To study the mineral, the researchers developed and applied a novel technique, called X-ray Magnetic Circular Dichroism (XMCD) at the Advanced Photon Source, a high-energy synchrotron facility. The technique uses high-brilliance circularly polarized X-rays to probe the magnetic state of magnetite as a diamond anvil cell subjects a sample to many hundreds of thousands of atmospheres. The researchers combined their experimental results with theoretical calculations by collaborators* to pinpoint why the magnetic strength changes. The study, to be published in February in Physical Review Letters, reveals the electron-spin configuration in the iron sites of the mineral to be the origin of the phenomenon.
This discovery not only shows the profound effects of pressure on magnetism, it also discloses, for the first time, that pressure induced a spin pairing transition that results in changes in the electron mobility and structure.

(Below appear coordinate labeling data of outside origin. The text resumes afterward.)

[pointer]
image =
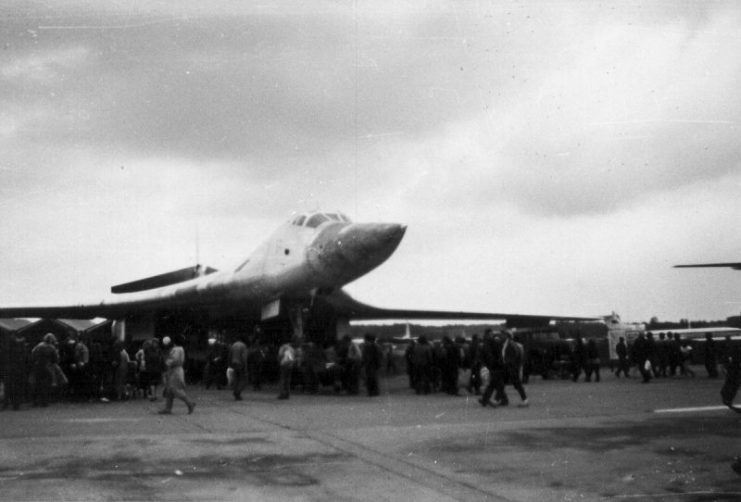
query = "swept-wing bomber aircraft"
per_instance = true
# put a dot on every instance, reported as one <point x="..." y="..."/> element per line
<point x="295" y="276"/>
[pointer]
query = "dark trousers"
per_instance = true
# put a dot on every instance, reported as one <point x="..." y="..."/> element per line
<point x="285" y="381"/>
<point x="371" y="382"/>
<point x="623" y="367"/>
<point x="422" y="379"/>
<point x="513" y="377"/>
<point x="496" y="383"/>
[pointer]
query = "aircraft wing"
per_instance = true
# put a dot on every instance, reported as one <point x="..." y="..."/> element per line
<point x="734" y="266"/>
<point x="346" y="306"/>
<point x="79" y="311"/>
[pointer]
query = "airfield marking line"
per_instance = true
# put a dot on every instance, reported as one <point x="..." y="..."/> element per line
<point x="99" y="420"/>
<point x="691" y="409"/>
<point x="675" y="495"/>
<point x="422" y="475"/>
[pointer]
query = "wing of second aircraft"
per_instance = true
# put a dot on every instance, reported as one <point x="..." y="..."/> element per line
<point x="734" y="266"/>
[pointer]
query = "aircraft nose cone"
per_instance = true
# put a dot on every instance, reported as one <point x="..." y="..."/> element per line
<point x="370" y="242"/>
<point x="346" y="253"/>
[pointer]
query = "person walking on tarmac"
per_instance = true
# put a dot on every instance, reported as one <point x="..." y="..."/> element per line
<point x="286" y="361"/>
<point x="175" y="376"/>
<point x="238" y="355"/>
<point x="642" y="357"/>
<point x="622" y="352"/>
<point x="513" y="356"/>
<point x="491" y="358"/>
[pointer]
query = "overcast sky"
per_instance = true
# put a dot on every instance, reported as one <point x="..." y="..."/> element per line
<point x="548" y="157"/>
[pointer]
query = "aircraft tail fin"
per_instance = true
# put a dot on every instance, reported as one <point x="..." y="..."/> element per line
<point x="166" y="279"/>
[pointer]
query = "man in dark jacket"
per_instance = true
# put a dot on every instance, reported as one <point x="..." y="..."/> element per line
<point x="238" y="364"/>
<point x="372" y="357"/>
<point x="491" y="358"/>
<point x="422" y="359"/>
<point x="44" y="356"/>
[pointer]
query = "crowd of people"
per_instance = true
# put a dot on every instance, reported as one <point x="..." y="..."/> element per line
<point x="104" y="370"/>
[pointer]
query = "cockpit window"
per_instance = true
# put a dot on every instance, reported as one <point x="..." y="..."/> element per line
<point x="316" y="220"/>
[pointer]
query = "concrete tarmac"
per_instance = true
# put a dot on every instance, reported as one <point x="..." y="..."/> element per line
<point x="614" y="440"/>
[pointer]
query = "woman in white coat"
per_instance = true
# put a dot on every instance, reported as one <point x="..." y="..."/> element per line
<point x="174" y="378"/>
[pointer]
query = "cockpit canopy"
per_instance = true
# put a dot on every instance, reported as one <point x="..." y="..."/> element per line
<point x="313" y="220"/>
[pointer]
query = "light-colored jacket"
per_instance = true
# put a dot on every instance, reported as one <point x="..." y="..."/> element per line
<point x="174" y="374"/>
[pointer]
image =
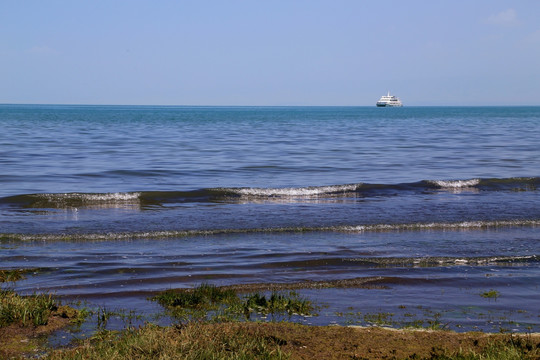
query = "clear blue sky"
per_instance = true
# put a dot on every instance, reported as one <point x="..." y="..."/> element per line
<point x="230" y="52"/>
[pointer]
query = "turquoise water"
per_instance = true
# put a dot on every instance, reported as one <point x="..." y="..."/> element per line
<point x="118" y="202"/>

“The discovery is important,” Ding said. “It advances our understanding of the correlation of magnetism, electron transport, and structural stability in materials with strong electron interactions, like magnetite.”
“It is not surprising to see that a new phenomenon has been trigged by pressure in the oldest magnet. Pressure can directly change electron-electron interactions by squeezing the spacing between them,” said Ho-kwang Mao, the director of the High-Pressure Synergetic Consortium and the High-Pressure Collaborative Access Team. “In the future, the integration of high pressure with novel synchrotron techniques will no doubt lead to more new discoveries.”